Gentem will produce the environmentally friendly road marking material, which is a sheet of plastic manufactured to precise specifications that could potentially replace road marking paint.
The plant will officially open in May.
The material can be applied in a wider range of temperatures and weather conditions, which in Canada means extending the pavement marking season for contractors, explained Kevin Guidolin, general manager of Gentem.
“It’s going to be the only one of its kind in Canada,” said Guidolin.
Preformed thermoplastic consists of decorative and regulatory pavement markings such as roadway and bike lane lines and symbols. It features laser cut inlays that can be multi-coloured and intricate with edge lines and thickness. The factory will be able to custom produce decorative markings and it will produce thermoplastic material that is melted in the field for use in both heavy paint trucks and smaller hand liners, said Guidolin. The products will be used by a wide range of pavement marking installers as well as municipalities and road maintenance companies that lay their own markings.
Installation is simpler and safer for workers and is less dependent on a workers’ skill level, which makes it more consistent, Guidolin noted.
“(With paint) we are working with a product that is a little bit messy for workers and messy to install,” said Guidolin. “It’s a liquid and it’s applied as a liquid onto the road. As a result there are mixing issues, spillage and splashing, there are application issues because the liquid is applied by hand and the lines are as good as the person can do it by hand. If we use a stencil the liquid can go underneath the stencil and the result is that you end up with lines that are not as clean as with preformed thermoplastic.
“From an esthetics perspective, preforming an intricate pattern with straight edge lines in the factory will beat forming a liquid mess on the roadway every time,” added Gary Stoymenoff, vice-president of Gentem. “The roadways, bike lanes and pedestrian walkways will just look nicer.”
Safety is another benefit. In addition to being safer for installers, it also has a better method of slip resistance, the company states.
“What that would mean for the owner is less people on the road installing stuff year after year…and less risk of someone getting hit on the road while it’s being installed,” said Guidolin, adding it lasts seven to 10 years with a single application, which means less traffic disruptions, slowdowns or closures and benefits both the installers and the owners.

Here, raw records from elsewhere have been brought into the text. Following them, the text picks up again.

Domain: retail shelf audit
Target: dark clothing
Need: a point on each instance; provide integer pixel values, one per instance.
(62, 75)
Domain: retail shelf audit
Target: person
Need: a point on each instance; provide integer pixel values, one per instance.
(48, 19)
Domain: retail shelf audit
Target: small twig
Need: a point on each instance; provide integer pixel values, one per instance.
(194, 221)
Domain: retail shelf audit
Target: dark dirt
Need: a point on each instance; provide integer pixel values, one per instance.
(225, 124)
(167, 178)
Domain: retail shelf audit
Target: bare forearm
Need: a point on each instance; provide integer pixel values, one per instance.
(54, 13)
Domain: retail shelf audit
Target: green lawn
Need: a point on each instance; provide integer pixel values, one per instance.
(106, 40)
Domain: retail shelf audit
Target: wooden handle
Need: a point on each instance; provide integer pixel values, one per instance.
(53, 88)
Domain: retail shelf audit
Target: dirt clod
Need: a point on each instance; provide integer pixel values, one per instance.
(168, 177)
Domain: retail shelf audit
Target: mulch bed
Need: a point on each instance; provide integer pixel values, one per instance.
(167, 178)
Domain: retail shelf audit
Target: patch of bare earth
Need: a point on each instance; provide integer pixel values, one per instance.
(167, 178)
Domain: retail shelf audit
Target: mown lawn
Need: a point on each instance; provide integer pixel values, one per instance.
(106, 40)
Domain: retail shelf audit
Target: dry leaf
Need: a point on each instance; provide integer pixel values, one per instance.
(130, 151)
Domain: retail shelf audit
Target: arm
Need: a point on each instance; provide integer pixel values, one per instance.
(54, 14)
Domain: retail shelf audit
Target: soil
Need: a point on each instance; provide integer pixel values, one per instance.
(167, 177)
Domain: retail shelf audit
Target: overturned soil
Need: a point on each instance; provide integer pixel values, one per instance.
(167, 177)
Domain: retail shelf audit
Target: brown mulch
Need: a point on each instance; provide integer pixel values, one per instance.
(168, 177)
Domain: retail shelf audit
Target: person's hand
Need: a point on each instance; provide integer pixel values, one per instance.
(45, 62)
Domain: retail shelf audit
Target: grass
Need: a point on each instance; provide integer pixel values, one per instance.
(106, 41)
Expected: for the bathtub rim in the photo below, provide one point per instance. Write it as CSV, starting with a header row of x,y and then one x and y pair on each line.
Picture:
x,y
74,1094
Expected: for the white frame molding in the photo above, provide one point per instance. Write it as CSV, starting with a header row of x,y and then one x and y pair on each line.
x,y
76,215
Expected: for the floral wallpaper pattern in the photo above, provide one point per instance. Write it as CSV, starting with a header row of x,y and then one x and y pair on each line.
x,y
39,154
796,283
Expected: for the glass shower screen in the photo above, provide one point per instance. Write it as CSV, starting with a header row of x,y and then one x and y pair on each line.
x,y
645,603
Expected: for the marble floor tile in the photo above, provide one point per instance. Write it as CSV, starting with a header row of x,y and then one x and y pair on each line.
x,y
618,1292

“When you’re dealing with a typical pavement marker installation there are road closures and lane shifts which need to be done during the application of the lines and the drying,” explained Stoymenoff. “If you are putting paint across a stop bar at an intersection, you can’t have cars driving over the stop bar until it’s dry and you have to shift traffic around the painted surface while it dries. If you can reduce the number of times you are closing that intersection, it’s better for the owner.”
Clean up is also safer for workers, Stoymenoff stated.
“With this new method workers are safer because there is no exposure to the hazardous chemicals and the solvents that are used for clean up. It takes that completely out of the equation,” he added.
Gentem has a sister company, Upper Canada Road Services, located in Markham, Ont. which has been in business for 10 years. They specialize in applying all types of road marking materials on roadways and highways including traffic paint, cold plastic, thermoplastic and the preformed thermoplastic that the new factory will manufacture.
Preformed thermoplastic markings are not new to North America. They have been used extensively in the city of Toronto.
“We’re not bringing a new product in, we are bringing a proven product which has been used,” said Guidolin.